Recent research by marketing firm Ello has found only one in five consumers believe that their bank values them as a customer.
The research polled opinion from over 2,000 customers across the UK and discovered a lack of loyalty or desire to be loyal to their banks amongst their respondents – with only 18% saying it pays to be loyal to their bank/finance provider and a quarter admitting they’re not loyal to their financial provider.
When quizzed on their decision to stick with a provider, the respondents cited good customer service and trust and reliability as having the biggest impact on their decision.
The study found that over a 12-month period, the average UK consumers spends around £140 on banking/financial services. Customers were identified to be loyal to their provider for around seven years and less than half – 40% – said they have been a customer with their bank for over 10 years.
A key finding during the research was that consumers are becoming increasingly conscious of who they bank with. For example, 60% of consumers admitted bad interactions impact their loyalty to a brand and often result in them cutting ties, while half of respondents would pay a brand more for a product or service over their competitors if they trusted them and saw them as reliable. Elsewhere, 24% of consumers said they would leave a brand if they found out they mistreated employees.
There is also a desire on the part of consumers for their banks to offer them more perks. Up to 25% said they wish their bank offered them more perks, with another 25% confirmed they’re rarely offered any perks and 6% stating they’re often offered perks from their bank.
The research found that ranked in order of importance, the factors that are likely to result in increased spend on banking are good customer service, reliable/good quality product/service, trust in the brand or business, a loyalty scheme, ethical business practices, receiving regular offers, brand values aligning with their values, the business giving back to charities/communities and more engaging, personalised and localised marketing.
Ello managing director Michael Kalli said, “As a result of countless new innovations in recent times, loyalty is getting more and more difficult for banks to hold onto, as customers look to make the most of new offerings and diversify where they put their money. With this only set to accelerate over the coming years as fintech continues to thrive, financial services firms would be wise to assess their customer experience and loyalty strategies now, and get ahead before it’s too late.
We’re anticipating the banking/finance sector to innovate considerably over the next few years. With this will come increased competition, making it more crucial than ever before for those in the industry to be focusing on ramping up their customer retention strategies. Advances in technologies – notably AI and machine learning – are going to make personalisation a breeze, but it’s how financial service providers use this data that will make all the difference.

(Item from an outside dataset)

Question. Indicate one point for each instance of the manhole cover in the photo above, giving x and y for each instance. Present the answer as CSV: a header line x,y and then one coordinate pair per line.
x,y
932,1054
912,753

“Building trust and making customers feel valued with bespoke rewards, while offering great service and reliable products are the key factors that will instil long-term loyalty. We’re confident the next few years will bring with them a huge range of opportunities for bankers/financiers to build huge gains on the loyalty front, but it’ll be interesting to see who utilises the tools available effectively.”
A recent report published by Temenos has found four in five bankers believe financial institutions will look to discern themselves on customer experience rather than products or services.